Here's my analysis notes, please correct anything you think is off:
app behaviours
The form can be uploaded to Central if converted without ODK Validate validation
expected because Central generally trusts pyxform / ODK Validate to give valid XForms
Setting a default with an invalid XPath doesn't work in any form client (Enketo/Collect/Webforms)
expected since ODK Validate rejects it - though the docs are inconsistent (see below)
pyxform raises an error (from ODK Validate / Javarosa)
expected since it doesn't work but maybe pyxform could be a bit more specific about the actual problem or suggest the workaround
documentation
the ODK docs say choice names "may not contain spaces and must start with a letter or underscore"
seems like a copypasta from the survey question name section that says about the same thing
the XLSForm docs say only that choice names are "unique variable name for that answer choice"

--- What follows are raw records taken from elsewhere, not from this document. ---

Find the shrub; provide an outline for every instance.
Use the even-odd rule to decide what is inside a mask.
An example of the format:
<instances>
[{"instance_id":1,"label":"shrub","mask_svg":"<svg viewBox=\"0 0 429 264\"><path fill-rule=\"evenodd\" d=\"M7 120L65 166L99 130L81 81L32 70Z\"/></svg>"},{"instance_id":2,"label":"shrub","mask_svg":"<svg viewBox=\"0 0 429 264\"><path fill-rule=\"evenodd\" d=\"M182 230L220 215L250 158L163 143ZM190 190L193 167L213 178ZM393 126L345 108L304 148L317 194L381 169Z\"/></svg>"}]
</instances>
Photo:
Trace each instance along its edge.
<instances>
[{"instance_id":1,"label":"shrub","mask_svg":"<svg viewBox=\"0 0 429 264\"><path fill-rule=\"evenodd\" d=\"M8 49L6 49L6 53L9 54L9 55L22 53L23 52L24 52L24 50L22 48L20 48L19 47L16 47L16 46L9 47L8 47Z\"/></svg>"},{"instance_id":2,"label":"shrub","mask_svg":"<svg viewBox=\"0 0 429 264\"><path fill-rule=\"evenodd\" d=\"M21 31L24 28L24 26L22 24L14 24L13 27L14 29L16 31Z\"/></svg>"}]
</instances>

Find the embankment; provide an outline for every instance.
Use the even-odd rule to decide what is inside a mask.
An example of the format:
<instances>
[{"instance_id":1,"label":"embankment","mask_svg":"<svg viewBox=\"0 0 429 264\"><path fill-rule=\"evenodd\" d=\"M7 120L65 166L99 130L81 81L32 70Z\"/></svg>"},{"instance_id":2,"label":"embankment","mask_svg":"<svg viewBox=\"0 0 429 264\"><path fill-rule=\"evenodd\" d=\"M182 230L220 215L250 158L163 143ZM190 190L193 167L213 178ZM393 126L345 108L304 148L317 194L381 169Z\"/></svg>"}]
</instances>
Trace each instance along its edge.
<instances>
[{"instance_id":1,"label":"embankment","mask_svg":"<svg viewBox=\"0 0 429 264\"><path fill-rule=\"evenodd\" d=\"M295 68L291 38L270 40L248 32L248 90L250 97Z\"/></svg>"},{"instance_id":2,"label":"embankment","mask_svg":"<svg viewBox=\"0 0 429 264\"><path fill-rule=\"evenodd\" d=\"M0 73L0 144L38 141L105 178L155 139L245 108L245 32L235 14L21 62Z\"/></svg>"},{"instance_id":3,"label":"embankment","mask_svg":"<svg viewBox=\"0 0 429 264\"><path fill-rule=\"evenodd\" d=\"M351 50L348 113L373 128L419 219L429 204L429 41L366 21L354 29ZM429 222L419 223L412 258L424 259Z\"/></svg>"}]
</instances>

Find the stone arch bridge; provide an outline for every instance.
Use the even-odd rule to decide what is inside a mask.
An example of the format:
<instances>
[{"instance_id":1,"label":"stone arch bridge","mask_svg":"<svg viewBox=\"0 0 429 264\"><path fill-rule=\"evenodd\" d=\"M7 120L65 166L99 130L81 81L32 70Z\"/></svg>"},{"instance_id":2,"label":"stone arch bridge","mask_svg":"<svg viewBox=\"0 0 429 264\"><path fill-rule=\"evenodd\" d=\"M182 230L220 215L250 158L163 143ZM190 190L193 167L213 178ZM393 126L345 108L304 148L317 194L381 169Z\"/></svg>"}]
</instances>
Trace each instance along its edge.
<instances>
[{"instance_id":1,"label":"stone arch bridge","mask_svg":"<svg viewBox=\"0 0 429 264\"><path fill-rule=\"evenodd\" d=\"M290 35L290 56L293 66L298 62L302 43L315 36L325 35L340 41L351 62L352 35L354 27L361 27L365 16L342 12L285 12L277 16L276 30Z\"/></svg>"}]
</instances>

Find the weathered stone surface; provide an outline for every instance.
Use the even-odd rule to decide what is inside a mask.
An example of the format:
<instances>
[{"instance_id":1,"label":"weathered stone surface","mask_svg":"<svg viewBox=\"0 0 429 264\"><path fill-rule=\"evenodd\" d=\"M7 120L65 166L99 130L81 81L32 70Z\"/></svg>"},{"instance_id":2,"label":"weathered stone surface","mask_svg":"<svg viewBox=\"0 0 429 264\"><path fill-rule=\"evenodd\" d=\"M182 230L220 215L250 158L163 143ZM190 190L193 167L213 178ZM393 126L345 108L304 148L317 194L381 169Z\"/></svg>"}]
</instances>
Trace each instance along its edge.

there are examples of forms with numeric defaults but not with selects
form processing
error comes from Javarosa (via ODK Validate via pyxform) from code that seems to attempt to parse dynamic default values (setvalue) as an XPath source here
pyxform doesn't complain about choice names starting with a number, and actually has a test (added May 2021) that makes sure numeric choices are allowed, although the PR source changes didn't have anything to do with that specifically (it was about detecting dynamic labels) PR here
pyxform validates choice names when used in multiple choice, to not allow values containing a space (which is fine I think, otherwise in the above example it couldn't select 2 defaults) source here
So it seems like follow up actions could be
docs: update the ODK docs to match XLSForm docs i.e. no character rules for choice value names except that multi-choice can't have spaces, and the choices must be unique
docs: mention the requirement that dynamic default values have to be valid XPaths (possibly covered by this issue) so the string('') workaround might be needed if a static value looks like an expression
pyxform: add a test to document the current behaviour as expected (there's a lot of similar ones but not exactly the cases shown here)
webforms/collect/enketo: add a test (if not already) that the string('') workaround pattern works
I think knowing that the below operator is a valid value for the default column is helpful (I had tried other expressions like concat and not all are accepted), and remembering that values that aren't pure numbers or text should be wrapped in this expression to avoid the pyxform issues. Adding it to the docs would be helpful also.